In the UK, modular construction has been viewed through the ‘prefab’ home experience of post war emergency homes programmes. Also, mortgage lenders have been wary of this form of construction and obtaining new home structural warranties for modular buildings has not been an option.
There are reports of an increase in the use of this form of procurement and with the critical need to provide more homes. Along with advances in applicable technology modular homes or other form of modular buildings are becoming more acceptable. What though needs to be considered when agreeing a contract for say a modular housing development? Although a completed modular housing development may look similar to a traditionally built project, the route to get there is different.
These factors need to be reflected in the contract.
- First, modular developments take different forms, from flat pack components being assembled on site to complete structures, even fully fitted out modules, being craned in. There are no standard form modular construction contracts which cover what is involved. The widely used standard form building contracts published by the JCT and NEC building contracts, all have features which are relevant to modular construction. Therefore rather than reinvent the wheel each time, one of the standard form building contracts can be utilised.

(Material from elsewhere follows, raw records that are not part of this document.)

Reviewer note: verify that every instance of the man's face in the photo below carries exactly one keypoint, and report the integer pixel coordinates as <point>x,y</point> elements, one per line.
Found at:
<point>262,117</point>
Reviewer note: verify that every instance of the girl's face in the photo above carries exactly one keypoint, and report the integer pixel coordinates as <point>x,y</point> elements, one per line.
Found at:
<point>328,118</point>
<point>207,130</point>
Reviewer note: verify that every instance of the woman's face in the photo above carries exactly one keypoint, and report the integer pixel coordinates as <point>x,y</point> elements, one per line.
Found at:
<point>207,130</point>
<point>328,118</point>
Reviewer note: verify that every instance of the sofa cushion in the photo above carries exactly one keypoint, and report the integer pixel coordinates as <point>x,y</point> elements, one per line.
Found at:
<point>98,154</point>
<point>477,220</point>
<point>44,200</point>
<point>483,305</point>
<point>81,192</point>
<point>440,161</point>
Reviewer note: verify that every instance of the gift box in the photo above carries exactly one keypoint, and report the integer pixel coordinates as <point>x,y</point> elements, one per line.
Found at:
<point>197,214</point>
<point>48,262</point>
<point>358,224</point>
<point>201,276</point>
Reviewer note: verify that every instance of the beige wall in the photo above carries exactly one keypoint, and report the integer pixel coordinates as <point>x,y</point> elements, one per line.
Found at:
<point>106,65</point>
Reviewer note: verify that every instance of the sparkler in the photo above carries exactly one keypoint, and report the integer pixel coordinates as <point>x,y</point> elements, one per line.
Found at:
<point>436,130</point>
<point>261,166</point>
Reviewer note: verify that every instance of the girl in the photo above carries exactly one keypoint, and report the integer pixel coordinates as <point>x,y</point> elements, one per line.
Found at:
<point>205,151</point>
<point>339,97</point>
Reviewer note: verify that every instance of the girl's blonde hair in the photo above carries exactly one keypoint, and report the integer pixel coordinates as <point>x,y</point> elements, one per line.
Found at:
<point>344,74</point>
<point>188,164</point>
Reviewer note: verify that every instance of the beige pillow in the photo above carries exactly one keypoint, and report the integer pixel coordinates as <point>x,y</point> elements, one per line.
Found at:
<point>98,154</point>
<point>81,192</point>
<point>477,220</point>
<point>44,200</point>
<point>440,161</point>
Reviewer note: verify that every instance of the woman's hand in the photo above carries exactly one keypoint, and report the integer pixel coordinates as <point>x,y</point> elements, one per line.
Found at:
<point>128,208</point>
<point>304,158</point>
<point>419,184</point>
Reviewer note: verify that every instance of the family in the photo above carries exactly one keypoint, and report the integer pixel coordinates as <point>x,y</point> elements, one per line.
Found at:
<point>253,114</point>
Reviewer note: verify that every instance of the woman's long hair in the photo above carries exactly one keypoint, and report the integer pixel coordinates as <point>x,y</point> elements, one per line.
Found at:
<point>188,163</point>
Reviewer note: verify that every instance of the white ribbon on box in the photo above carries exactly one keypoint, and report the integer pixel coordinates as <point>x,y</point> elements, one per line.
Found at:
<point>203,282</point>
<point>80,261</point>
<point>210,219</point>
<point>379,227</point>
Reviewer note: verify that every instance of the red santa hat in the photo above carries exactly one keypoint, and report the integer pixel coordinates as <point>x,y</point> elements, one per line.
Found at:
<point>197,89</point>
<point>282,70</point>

- In a traditional building contract, the provisions relating to design and intellectual property are important, as such the relevant provisions in the JCT contracts are often taken as the standard wording. When it comes to modular construction the IP position is very different. A producer of modular buildings will have invested significantly in the design of modules, so there will be a greater interest in the IP they will want protected. The employer, on the other hand, will need to be provided with designs and other copyright materials in order to build out the development, to maintain it and as necessary to extend. Therefore, in a contract more thought needs to be given as to what IP the employer gets ownership or control over, and what limitations will apply as to what that can be used for, who it can be shared with.

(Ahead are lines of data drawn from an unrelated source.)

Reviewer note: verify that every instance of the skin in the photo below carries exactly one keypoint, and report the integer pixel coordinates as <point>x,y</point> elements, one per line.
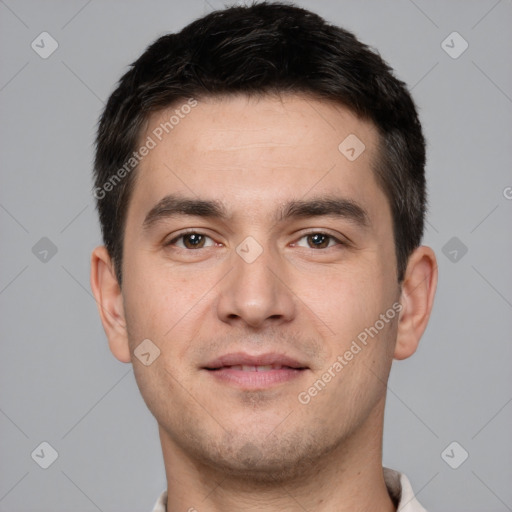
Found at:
<point>227,448</point>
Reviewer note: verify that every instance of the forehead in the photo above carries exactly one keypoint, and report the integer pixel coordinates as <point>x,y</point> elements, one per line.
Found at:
<point>253,153</point>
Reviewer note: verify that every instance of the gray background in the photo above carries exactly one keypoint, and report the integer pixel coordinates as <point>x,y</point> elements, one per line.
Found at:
<point>59,382</point>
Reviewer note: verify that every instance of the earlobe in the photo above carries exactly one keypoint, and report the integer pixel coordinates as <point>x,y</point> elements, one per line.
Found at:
<point>417,298</point>
<point>109,299</point>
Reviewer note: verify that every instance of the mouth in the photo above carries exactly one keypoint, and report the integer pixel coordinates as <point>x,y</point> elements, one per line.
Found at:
<point>255,372</point>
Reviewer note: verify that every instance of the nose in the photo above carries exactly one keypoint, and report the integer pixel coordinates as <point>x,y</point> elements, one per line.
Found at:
<point>257,291</point>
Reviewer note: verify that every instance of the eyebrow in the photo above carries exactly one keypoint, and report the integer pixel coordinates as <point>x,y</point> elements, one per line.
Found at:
<point>173,205</point>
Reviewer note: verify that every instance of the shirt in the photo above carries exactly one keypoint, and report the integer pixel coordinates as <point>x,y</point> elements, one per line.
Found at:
<point>398,485</point>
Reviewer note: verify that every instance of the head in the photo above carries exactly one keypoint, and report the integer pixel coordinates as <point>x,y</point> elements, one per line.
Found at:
<point>234,220</point>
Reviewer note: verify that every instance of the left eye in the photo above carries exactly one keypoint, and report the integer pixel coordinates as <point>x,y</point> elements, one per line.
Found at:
<point>318,241</point>
<point>192,241</point>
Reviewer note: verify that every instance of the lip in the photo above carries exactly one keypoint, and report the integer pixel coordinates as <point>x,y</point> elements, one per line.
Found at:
<point>227,370</point>
<point>244,359</point>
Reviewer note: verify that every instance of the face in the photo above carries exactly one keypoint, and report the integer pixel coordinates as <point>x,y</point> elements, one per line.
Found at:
<point>255,256</point>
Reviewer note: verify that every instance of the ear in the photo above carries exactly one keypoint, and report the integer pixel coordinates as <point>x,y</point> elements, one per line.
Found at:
<point>417,298</point>
<point>109,299</point>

- When it comes to factors such as access to monitor progress of building works, a building contract such as the JCT will include clauses entitling the employer to inspect the site, to value progress and so on. Similar provisions are relevant in a modular context. however, the employer will also want rights to monitor at a much earlier stage to identify potential problems in modules while they are on the production line. If faults are not identified early, the same problem may end up being replicated in all modules being constructed for delivery. That will require the contract to provide rights to inspect in the factory.
- When it comes to payments, most traditional building contracts work on the basis of a stage or periodic instalment payment mechanism. There are statutory requirements which apply under the Construction Act to make payments on an interim basis, plus in practice the contractor will need to be kept solvent if a successful completion is to be achieved. However, that incremental increase in value is not the same in modular construction, as the bulk of the costs are incurred by the constructor before anything turns up on site. Such a constructor will need to be financed to fund production costs.

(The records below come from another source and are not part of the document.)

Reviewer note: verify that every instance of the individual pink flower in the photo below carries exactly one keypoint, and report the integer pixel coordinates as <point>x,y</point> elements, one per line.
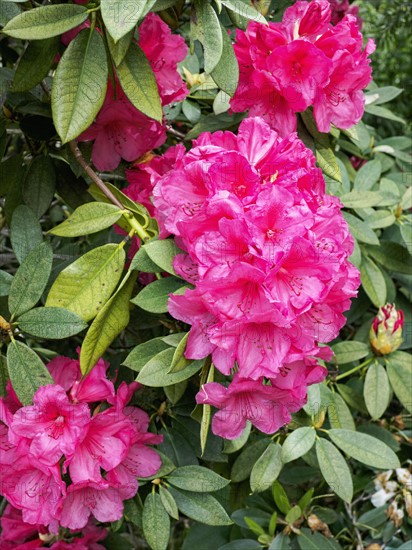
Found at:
<point>302,61</point>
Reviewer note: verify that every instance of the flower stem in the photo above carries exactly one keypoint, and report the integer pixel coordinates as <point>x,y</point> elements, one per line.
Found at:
<point>355,369</point>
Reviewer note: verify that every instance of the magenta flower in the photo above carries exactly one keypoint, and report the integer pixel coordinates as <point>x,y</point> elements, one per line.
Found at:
<point>302,61</point>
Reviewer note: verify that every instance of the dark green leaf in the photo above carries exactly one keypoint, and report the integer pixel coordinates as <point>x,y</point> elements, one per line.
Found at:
<point>79,85</point>
<point>30,279</point>
<point>25,232</point>
<point>138,82</point>
<point>51,322</point>
<point>27,371</point>
<point>364,448</point>
<point>201,507</point>
<point>334,469</point>
<point>46,21</point>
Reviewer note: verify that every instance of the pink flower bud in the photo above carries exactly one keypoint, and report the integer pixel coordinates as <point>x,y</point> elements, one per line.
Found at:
<point>386,331</point>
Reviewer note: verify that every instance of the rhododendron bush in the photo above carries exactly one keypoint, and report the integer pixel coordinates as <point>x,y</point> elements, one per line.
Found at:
<point>205,293</point>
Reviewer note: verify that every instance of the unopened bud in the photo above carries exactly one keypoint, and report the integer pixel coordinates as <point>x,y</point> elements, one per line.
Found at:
<point>386,331</point>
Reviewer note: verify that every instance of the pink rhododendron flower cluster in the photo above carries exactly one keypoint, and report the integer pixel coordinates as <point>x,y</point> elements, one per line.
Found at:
<point>18,535</point>
<point>120,130</point>
<point>267,251</point>
<point>303,61</point>
<point>77,451</point>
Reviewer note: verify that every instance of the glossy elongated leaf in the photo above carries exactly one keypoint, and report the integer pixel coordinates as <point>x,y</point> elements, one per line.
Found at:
<point>205,27</point>
<point>39,184</point>
<point>399,368</point>
<point>35,63</point>
<point>393,256</point>
<point>346,352</point>
<point>155,372</point>
<point>30,279</point>
<point>79,85</point>
<point>87,219</point>
<point>197,479</point>
<point>266,469</point>
<point>360,230</point>
<point>364,448</point>
<point>373,282</point>
<point>368,175</point>
<point>298,443</point>
<point>85,285</point>
<point>139,84</point>
<point>154,297</point>
<point>376,390</point>
<point>107,325</point>
<point>156,522</point>
<point>46,21</point>
<point>168,502</point>
<point>120,17</point>
<point>226,72</point>
<point>339,414</point>
<point>162,253</point>
<point>51,322</point>
<point>27,371</point>
<point>25,231</point>
<point>141,354</point>
<point>200,507</point>
<point>334,469</point>
<point>245,461</point>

- In modular construction, contracts often ensure that ownership of modules transfers to the employer while they are still at the factory. It’s not uncommon for the ownership of the materials being used in manufacture to transfer even before the module is built. This transfer of ownership is documented by way of vesting certificates. The contract will need to specify when ownership transfers, what form of vesting certificate is to be used, who issues that vesting certificate and how to identify what modules and materials the vesting certificate relates to.
- In regard to the risk of insolvency, this can be particularly difficult to account for when it comes to modular construction. Depending on the construction being used, it may not be possible for another contractor simply to take over. Modules tend to be specialist and are often unique to the original constructor. The employer may have been able to agree the right to step in to the factory and take over production however, in reality, that is rarely a possibility. This might result in the entire project being abandoned part way through where there has been constructor insolvency. The employer in such circumstances will have to clear the site and start again. Such risks can be mitigated by forms of default security such as bonds or guarantees.
- Where the employer has secured ownership transfer of the modules before they leave the factory, contractual clauses relating to transport are an important consideration when it comes to modular construction. From the employer’s perspective there will need to be provisions in the contract which manages the risks during and after transportation. Most employer’s will want provisions controlling and giving them notice of the modules being ‘on the move’ and a right to inspect the transportation process.
- Finally, the insurance provisions in contracts for modular development need particular care. Issues to consider include:
- Insurance of modules during transport (including to account for any relevant international jurisdictions and maritime law if the completed modules are being shipped from abroad).
- Insurance of the factory including insurance of materials and constructed modules while at the factory including to account for the point at which ownership transfers from constructor to the employer.